Saxon made a hopeless gesture. “You’ve got me, Arn. But they all have to be in on it. It’s too pat.”

“That’s true,” Kettle agreed. “Almost too pat to be believable. I’d like to talk to this witness.”

But questioning of Edward Coombs was postponed because Dr. Harmon and Jenny Waite came from the cell block at that moment. Jenny handed Saxon the keys as the doctor set his bag on the bench and started to put on his coat.

“Hello, Arn,” Harmon said to the district attorney. “How was the country-club dance?”

“Too loud to stand, sober. And you had to put me on a non-alcoholic diet. What’s the story on the woman?”

The doctor shrugged. “You can’t just look at a woman and tell whether or not she’s been raped. Unless it was so violent there’s physical damage — which there isn’t in this case. Aside from the damage to her clothing, there isn’t anything either to prove or to disprove her charge. Her pulse and respiration are normal. Of course, by now she’s had time to quiet down. An hour ago she may have been registering a pulse of two hundred for all I know.”

“Then you can’t say one way or the other?” the district attorney asked.

“Not tonight. Ask me tomorrow when I get the lab report. I’ve prepared a microscopic slide which should tell the story.”

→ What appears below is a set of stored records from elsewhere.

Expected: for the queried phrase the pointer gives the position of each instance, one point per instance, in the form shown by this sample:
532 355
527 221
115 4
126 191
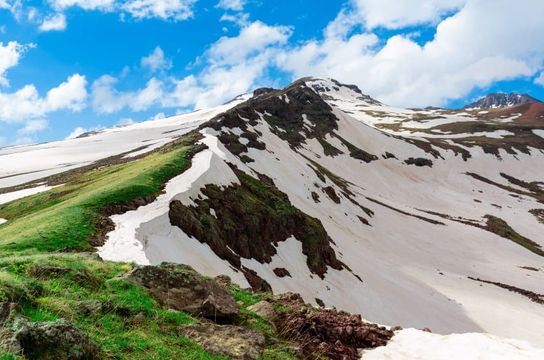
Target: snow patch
15 195
539 132
420 345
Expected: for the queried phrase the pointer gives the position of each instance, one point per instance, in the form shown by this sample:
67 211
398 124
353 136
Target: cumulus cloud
162 9
104 5
26 103
33 126
540 79
472 48
107 99
55 22
236 5
156 61
10 54
396 14
138 9
232 65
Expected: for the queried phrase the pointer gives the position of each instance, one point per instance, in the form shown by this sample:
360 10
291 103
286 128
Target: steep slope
501 100
423 218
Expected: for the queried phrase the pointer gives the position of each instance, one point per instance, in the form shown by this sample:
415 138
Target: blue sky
105 62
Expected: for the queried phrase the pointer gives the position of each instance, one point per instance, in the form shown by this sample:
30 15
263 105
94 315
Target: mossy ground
49 233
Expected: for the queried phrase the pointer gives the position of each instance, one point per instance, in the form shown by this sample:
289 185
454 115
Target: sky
70 66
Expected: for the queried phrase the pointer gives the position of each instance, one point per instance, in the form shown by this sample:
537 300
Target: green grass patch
66 217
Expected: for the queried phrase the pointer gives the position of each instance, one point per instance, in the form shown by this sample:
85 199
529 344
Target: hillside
423 218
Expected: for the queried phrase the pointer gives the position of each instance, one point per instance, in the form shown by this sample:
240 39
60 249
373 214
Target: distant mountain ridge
498 100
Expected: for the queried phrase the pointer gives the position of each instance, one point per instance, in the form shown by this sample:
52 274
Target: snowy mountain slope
23 164
423 218
501 100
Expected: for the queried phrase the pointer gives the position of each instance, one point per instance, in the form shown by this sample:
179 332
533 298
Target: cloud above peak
472 48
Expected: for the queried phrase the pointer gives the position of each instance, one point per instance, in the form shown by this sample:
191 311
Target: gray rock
264 309
234 342
179 287
59 340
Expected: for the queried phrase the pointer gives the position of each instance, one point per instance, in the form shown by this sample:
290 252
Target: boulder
234 342
59 340
179 287
329 333
264 309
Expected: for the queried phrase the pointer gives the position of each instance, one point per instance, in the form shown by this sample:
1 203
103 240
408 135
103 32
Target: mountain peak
498 100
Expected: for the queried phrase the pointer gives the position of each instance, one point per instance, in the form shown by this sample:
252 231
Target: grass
47 264
126 322
65 218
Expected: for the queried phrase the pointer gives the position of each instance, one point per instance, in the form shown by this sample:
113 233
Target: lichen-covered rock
234 342
328 333
179 287
50 340
264 309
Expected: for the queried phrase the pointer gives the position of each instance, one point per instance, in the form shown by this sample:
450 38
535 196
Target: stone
329 333
59 340
234 342
179 287
264 309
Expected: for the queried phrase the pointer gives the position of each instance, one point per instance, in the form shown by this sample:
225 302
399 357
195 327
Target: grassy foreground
48 267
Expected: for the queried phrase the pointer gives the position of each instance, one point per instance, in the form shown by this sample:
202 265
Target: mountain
424 218
500 100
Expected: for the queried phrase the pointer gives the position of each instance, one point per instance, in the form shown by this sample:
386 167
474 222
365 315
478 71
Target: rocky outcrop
326 333
59 340
498 100
419 162
250 220
234 342
264 309
179 287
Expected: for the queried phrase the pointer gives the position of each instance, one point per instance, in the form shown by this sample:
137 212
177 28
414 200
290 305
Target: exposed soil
534 297
326 333
250 220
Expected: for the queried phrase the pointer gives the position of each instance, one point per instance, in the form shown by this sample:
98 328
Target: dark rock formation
179 287
326 333
419 162
281 272
234 342
502 100
250 220
59 340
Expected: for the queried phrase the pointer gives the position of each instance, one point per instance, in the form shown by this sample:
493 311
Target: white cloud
56 22
104 5
473 48
10 54
396 14
76 132
26 104
156 61
236 5
107 99
232 67
33 126
162 9
125 122
540 79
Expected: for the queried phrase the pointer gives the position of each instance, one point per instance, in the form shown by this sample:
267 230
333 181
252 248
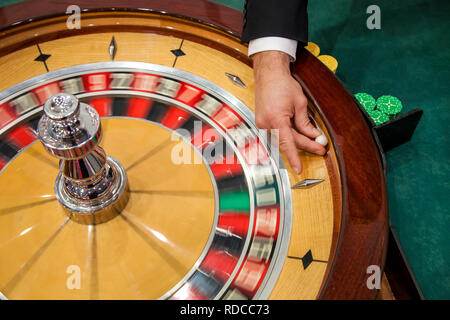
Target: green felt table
409 58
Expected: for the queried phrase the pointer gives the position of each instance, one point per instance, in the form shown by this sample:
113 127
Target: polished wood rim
363 230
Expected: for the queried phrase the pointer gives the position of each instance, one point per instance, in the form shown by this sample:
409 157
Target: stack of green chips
389 105
366 101
378 117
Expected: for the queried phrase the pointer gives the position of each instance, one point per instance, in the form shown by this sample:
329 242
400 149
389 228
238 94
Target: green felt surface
408 58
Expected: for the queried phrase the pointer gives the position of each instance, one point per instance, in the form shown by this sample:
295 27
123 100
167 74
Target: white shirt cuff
273 43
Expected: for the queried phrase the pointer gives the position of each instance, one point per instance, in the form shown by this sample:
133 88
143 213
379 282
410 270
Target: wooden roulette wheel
201 219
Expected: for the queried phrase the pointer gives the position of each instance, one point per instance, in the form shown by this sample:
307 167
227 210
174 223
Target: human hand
280 104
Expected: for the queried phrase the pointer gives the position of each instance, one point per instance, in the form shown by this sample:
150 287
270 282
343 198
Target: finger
307 144
288 147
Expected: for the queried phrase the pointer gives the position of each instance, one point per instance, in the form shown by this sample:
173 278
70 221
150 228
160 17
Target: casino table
199 203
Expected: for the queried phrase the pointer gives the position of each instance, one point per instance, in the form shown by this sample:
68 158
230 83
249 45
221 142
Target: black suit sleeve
276 18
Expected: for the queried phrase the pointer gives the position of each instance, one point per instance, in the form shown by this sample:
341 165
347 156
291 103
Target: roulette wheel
165 188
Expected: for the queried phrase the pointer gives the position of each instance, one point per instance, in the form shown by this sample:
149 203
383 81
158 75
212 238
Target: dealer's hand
281 104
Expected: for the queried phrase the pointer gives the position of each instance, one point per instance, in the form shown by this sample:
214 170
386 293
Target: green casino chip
366 100
378 117
389 105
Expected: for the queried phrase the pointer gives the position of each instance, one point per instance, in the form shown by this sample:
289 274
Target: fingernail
316 132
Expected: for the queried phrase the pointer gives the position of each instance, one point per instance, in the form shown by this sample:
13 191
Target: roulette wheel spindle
91 186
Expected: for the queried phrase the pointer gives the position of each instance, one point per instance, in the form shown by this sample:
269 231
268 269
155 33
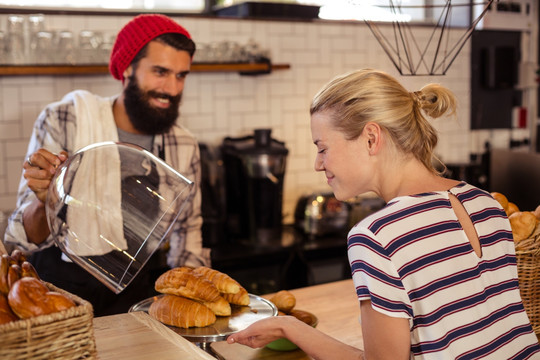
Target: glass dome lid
110 206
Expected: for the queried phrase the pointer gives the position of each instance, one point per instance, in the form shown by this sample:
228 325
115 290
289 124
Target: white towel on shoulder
94 214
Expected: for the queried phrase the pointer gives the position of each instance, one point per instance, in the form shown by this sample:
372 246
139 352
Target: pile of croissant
193 297
523 223
22 294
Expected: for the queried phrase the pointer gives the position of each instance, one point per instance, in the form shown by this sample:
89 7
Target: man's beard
143 116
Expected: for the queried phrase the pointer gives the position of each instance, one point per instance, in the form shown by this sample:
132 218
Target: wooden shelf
243 69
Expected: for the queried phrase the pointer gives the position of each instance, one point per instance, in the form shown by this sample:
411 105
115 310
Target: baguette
223 282
181 312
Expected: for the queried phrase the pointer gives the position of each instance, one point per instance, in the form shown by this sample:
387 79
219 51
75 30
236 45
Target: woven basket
528 264
67 334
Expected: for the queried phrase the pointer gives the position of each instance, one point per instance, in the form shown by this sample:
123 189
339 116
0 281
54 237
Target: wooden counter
338 310
137 336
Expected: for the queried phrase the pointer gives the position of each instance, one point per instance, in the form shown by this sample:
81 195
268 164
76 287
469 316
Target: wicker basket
528 264
68 334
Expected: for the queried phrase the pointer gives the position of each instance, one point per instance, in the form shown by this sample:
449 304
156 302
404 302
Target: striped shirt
413 260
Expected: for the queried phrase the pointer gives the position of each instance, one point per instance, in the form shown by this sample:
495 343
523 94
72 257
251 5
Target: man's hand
39 169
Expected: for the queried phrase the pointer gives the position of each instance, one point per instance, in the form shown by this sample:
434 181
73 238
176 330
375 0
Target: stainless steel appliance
254 173
320 214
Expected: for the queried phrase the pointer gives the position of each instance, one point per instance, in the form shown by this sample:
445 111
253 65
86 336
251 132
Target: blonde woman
435 270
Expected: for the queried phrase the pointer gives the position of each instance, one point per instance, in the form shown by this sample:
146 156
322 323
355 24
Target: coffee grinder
254 172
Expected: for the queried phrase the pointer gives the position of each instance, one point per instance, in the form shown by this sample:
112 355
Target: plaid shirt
55 129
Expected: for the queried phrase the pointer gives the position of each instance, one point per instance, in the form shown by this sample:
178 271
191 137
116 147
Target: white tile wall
227 104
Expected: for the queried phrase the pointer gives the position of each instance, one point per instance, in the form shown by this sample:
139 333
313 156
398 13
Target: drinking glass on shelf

Saxon said, “Bruce, when you examined Sergeant Morrison at the hospital earlier, what did you find?”

“Nothing. He just seemed to be experiencing a touch of mild indigestion.”

“Could he have been faking?”

The doctor glanced curiously from Saxon to the sergeant and back again. “I have no reason to suspect he was,” he said cautiously.

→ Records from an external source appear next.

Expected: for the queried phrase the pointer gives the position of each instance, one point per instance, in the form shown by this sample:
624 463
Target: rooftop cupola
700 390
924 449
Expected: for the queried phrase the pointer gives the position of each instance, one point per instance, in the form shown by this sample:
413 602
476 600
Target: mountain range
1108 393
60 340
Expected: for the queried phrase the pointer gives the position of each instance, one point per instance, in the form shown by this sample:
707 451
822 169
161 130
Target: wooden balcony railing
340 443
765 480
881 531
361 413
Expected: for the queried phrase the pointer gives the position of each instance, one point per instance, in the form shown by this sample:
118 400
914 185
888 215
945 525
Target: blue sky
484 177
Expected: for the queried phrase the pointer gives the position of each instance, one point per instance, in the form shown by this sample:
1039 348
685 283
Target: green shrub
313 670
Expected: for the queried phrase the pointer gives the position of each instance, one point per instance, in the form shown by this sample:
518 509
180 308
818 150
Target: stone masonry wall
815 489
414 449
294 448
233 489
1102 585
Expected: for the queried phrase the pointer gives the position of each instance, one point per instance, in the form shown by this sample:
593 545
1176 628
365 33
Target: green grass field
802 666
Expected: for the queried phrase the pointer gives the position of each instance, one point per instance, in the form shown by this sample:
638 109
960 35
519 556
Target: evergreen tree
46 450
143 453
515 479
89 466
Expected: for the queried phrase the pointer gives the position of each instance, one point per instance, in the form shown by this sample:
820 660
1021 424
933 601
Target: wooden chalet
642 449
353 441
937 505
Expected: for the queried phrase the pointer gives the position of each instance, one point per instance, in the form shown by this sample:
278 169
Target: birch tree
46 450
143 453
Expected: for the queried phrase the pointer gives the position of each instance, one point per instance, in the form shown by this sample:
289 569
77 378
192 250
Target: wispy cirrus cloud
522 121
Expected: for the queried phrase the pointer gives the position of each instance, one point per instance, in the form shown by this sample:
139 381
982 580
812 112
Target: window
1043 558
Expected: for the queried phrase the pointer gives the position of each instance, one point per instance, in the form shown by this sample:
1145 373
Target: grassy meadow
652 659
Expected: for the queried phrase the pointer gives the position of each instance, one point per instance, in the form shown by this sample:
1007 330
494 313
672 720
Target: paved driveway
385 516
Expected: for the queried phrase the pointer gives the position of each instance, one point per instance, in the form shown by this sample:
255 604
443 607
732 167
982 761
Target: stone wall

“But could he have been? It’s important.”

“If you mean was it possible, of course it was. My diagnosis was based on the patient’s description of symptoms, because there weren’t any physical symptoms to base it on. When a patient claims pain, I assume there is pain.” Glancing at the sergeant, he said humorously, “The only way to tell definitely is to ask the patient. Were you faking?”

“If you’d felt my pain, you’d know I wasn’t,” Morrison rumbled.

“I guess that settles that,” Harmon said, picking up his bag. “I’ll phone you the lab-test results some time tomorrow morning, Arn. I assume you’ll be home instead of at your office.”

“If I’m not, try me here. My office will be closed for the legal holiday.”

As the doctor went out at his usual rapid walk, a whole group of police officers trooped in together. In addition to the five members of the second trick, now going off duty, there was the reduced staff of three who would now go on for the swing trick, plus patrolman Verne Dowling, Saxon’s desk relief. Glancing at the wall clock, Saxon saw it was just one o’clock.

Naturally, all the officers were curious about the presence of Jenny and the D.A., but Saxon brusquely interrupted their questioning, told the old crew to log out, and the relief to get out on patrol. All of them seemed a little surprised at his brusqueness, but they hurried to comply with his orders. Within five minutes all but Dowling had departed again.

Verne Dowling didn’t ask any questions either. Though he had no idea of what was going on, he recognized that his usually amiable acting chief was in a towering rage and discreetly made himself inconspicuous. Storing his overcoat and hat in his squad-room locker, he quietly moved behind the desk and seated himself.

Saxon said coldly, “I’ll take you back to talk to the prisoners now, Arn. You can stand by while we question the woman, Jenny. But we won’t need you, Morrison.”